Familial capital appeared as a significant form of support. Contrary to common assumptions in deficit discourse concerning FGS (Ayalon and Mcdossi, 2016; Lareau, 2015), the participants in this study reported conflict between academic and family or work responsibilities but also emphasized the emotional and instrumental support they received from spouses and immediate families, which served as a crucial resource in navigating academic challenges (Oplatka and Lapidot, 2012). As Marbach and van Zanten (2023) suggest, familial support does not have to be academic in nature to be impactful; its emotional grounding can provide essential stability in demanding environments. In our study, the immediate family also gave instrumental support, such as childcare. Moreover, social capital was clearly present in the participants’ group dynamic. They formed a cohesive, supportive peer group that allowed them to share coping strategies, reduce feelings of isolation, and build a sense of collective belonging within an unfamiliar academic space. Thus, relationships within their educational environment reinforced confidence and facilitated academic persistence. Participants also showed signs of navigational capital, as they successfully learned to operate within a higher education system that was culturally unfamiliar and, at times, alienating. They showed independence and flexibility by forming relationships with their instructors, using tutoring services, and making the most of the culturally responsive support.

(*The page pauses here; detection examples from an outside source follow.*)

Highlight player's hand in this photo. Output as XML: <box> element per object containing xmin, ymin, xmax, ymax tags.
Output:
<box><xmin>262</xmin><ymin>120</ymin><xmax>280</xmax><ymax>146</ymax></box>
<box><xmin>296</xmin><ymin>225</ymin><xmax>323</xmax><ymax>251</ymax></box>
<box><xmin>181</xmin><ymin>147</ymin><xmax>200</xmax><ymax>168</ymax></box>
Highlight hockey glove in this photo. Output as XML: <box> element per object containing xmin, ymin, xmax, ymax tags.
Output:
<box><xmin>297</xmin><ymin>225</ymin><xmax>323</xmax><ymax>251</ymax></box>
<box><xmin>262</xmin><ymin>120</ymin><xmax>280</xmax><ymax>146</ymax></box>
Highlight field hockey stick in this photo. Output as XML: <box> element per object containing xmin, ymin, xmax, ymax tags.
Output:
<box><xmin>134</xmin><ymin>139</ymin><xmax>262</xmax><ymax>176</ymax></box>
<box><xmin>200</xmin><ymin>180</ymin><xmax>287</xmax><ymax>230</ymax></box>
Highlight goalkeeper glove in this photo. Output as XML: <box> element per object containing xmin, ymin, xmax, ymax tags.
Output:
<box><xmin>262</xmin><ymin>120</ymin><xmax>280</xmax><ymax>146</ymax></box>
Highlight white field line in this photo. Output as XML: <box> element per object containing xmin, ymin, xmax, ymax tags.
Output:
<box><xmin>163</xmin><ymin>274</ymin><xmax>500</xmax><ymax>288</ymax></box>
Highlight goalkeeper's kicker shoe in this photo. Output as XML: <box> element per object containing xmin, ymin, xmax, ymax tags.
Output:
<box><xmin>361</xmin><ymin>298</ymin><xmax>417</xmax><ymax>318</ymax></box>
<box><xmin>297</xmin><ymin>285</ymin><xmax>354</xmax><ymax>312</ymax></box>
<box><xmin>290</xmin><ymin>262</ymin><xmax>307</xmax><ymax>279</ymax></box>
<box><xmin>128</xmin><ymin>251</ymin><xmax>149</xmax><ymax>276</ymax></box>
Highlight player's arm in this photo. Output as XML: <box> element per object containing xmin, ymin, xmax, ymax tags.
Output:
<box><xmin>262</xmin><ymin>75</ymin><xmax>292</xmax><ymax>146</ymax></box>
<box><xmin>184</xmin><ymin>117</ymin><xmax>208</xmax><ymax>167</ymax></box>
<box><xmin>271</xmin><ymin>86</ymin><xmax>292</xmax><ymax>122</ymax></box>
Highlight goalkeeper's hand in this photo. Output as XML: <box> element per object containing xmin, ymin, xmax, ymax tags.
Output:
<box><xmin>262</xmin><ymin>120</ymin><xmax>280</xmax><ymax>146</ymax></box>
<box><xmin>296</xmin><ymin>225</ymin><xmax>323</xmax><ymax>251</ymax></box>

The findings of this study suggest that FGS minority women possess a range of cultural and social resources that contribute meaningfully to their academic success. By viewing their experiences through Yosso’s (2005) Community Cultural Wealth model, it becomes clear that forms of capital such as familial support, aspirational motivation, peer solidarity, and navigational skills can play a critical role in shaping their graduate school journey even as first-generation minority women students (Blackwell and Pinder, 2014; Ives and Castillo-Montoya, 2020).

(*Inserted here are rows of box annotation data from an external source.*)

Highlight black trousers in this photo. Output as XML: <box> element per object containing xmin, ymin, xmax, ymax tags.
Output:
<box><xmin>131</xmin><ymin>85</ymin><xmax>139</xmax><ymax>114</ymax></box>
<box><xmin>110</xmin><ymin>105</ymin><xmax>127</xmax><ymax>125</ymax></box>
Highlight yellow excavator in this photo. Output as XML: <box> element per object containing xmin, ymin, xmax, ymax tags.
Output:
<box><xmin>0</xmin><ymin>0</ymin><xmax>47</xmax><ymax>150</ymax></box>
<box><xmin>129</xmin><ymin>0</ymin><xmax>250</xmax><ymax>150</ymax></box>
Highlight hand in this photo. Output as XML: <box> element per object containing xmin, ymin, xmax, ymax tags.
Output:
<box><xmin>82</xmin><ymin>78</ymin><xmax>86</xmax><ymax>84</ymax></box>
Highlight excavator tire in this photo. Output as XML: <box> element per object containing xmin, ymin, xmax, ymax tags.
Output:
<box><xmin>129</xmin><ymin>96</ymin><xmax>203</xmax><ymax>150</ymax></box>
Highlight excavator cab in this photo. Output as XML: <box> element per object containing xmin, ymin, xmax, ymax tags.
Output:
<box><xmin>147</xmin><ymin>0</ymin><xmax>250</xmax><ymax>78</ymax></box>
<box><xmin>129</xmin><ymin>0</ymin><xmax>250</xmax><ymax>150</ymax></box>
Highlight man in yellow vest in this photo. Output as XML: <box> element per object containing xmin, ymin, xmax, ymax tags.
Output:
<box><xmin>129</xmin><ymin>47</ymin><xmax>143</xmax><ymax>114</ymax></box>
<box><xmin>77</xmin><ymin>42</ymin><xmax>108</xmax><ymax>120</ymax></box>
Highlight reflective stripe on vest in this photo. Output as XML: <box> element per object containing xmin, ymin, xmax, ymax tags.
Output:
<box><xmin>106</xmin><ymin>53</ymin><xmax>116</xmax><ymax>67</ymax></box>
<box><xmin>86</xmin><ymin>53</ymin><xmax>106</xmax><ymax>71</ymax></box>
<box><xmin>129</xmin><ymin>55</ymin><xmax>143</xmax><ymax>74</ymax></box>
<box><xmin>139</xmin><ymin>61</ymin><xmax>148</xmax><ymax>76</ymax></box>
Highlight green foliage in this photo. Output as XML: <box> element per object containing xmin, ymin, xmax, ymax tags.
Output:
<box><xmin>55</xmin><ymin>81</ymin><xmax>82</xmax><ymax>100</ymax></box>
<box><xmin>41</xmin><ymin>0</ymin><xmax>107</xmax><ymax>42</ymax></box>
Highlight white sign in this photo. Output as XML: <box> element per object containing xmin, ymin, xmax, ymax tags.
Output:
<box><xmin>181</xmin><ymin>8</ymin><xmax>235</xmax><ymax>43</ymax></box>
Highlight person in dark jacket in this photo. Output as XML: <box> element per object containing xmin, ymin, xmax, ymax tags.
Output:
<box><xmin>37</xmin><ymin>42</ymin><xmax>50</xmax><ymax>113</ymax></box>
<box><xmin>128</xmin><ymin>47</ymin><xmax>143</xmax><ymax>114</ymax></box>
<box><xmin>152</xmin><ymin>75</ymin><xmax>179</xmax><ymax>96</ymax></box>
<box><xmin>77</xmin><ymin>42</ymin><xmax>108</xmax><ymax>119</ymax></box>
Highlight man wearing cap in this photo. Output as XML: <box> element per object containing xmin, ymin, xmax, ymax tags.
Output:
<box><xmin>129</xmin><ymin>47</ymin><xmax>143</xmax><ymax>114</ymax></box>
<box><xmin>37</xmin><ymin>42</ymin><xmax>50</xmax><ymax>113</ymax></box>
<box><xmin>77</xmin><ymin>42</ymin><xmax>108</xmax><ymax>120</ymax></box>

These insights call for recognizing the strengths and forms of capital that these students bring. Higher education institutions can better support FGS by fostering inclusive, culturally responsive learning environments, such as offering instructions in students’ native languages, creating opportunities for peer connection, and valuing diverse forms of support in addition to meaningful academic support, such as tutoring. Ultimately, this study highlights the importance of designing institutional programs that affirm the identities and life experiences of FGS minority women, coupled with intensive academic support, allowing them not only to succeed academically but also to grow personally and socially.

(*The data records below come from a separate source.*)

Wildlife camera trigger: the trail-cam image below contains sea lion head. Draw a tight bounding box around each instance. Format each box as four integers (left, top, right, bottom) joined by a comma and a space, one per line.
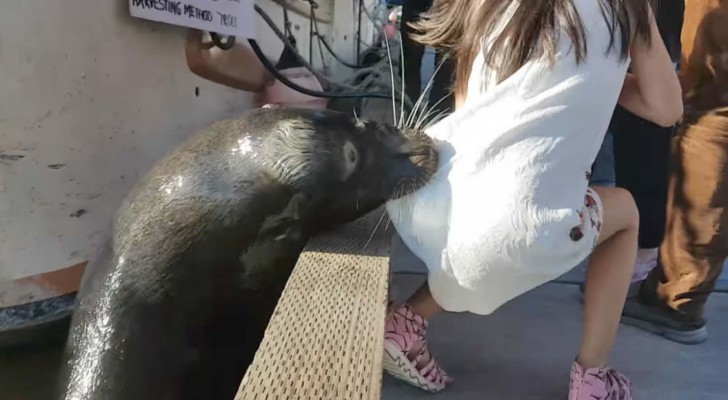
262, 111, 438, 227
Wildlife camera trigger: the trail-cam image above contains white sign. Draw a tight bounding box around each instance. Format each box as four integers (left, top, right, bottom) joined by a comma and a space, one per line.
129, 0, 255, 38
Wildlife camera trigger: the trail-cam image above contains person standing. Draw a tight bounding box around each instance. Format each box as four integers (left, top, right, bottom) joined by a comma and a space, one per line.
622, 0, 728, 344
400, 0, 455, 112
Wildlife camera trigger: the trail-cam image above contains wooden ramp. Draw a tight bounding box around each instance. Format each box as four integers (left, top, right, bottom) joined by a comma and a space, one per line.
235, 209, 391, 400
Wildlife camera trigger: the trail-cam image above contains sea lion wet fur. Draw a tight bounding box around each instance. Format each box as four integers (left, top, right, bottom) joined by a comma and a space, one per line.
61, 109, 437, 400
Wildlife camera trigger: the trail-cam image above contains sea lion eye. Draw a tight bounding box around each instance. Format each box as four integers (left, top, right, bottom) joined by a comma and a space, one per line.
346, 146, 357, 164
342, 142, 359, 180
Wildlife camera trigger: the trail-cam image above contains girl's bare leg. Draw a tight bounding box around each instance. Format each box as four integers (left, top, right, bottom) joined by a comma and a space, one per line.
577, 187, 639, 369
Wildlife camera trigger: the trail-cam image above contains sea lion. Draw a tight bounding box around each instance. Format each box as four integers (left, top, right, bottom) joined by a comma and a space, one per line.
61, 108, 437, 400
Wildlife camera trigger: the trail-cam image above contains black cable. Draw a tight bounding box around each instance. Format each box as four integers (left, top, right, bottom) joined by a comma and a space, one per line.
248, 39, 392, 100
205, 4, 396, 102
248, 4, 397, 102
356, 0, 364, 63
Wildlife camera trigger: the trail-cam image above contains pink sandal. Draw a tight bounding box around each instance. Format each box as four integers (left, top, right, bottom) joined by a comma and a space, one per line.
569, 361, 633, 400
383, 305, 452, 392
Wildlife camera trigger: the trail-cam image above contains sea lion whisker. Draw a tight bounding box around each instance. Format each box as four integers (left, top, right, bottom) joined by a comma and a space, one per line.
415, 94, 450, 129
384, 35, 397, 126
397, 31, 406, 129
407, 55, 448, 126
364, 209, 387, 250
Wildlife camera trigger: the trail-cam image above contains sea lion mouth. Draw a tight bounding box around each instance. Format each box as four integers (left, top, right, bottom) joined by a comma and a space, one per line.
391, 138, 439, 200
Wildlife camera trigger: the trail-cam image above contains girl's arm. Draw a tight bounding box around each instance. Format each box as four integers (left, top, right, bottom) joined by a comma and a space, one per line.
619, 4, 683, 127
185, 29, 271, 92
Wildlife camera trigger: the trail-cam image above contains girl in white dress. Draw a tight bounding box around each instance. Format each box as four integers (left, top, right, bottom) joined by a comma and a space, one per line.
384, 0, 682, 400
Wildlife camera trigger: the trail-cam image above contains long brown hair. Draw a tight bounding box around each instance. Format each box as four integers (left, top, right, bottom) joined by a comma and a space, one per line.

The main study limitation is that our conclusions are based on the subjective self-reports of a small number of participants, thereby limiting the generalizability of the findings. In addition, one of the participants was not FGS. Nevertheless, the phenomenological analytic method identifies commonalities among participants. Hence, if her responses were different, they were not included in the themes identified. Future studies can explore FGS experience among a larger sample and include multiple informant groups (e.g., family members, instructors, college administrators). Another limitation is that the study was conducted in a college—as opposed to a university, which in Israel has stricter acceptance criteria and academic demands, such that the cultural and academic gaps can be expected to be even larger. It would be interesting for future studies to draw on the experience of Palestinian Muslim women at Israeli universities. Third, both authors taught the participants during their studies, and although the participants were interviewed upon completion of their degree and their familiarity with the interviewer may have enhanced rapport and openness, it could also have influenced their responses. Finally, the interviews were conducted in Hebrew by a non-Palestinian interviewer, and this may have limited participants’ ability to express themselves fully. In future studies, it is recommended that data collection be conducted by a researcher from the same cultural background as participants.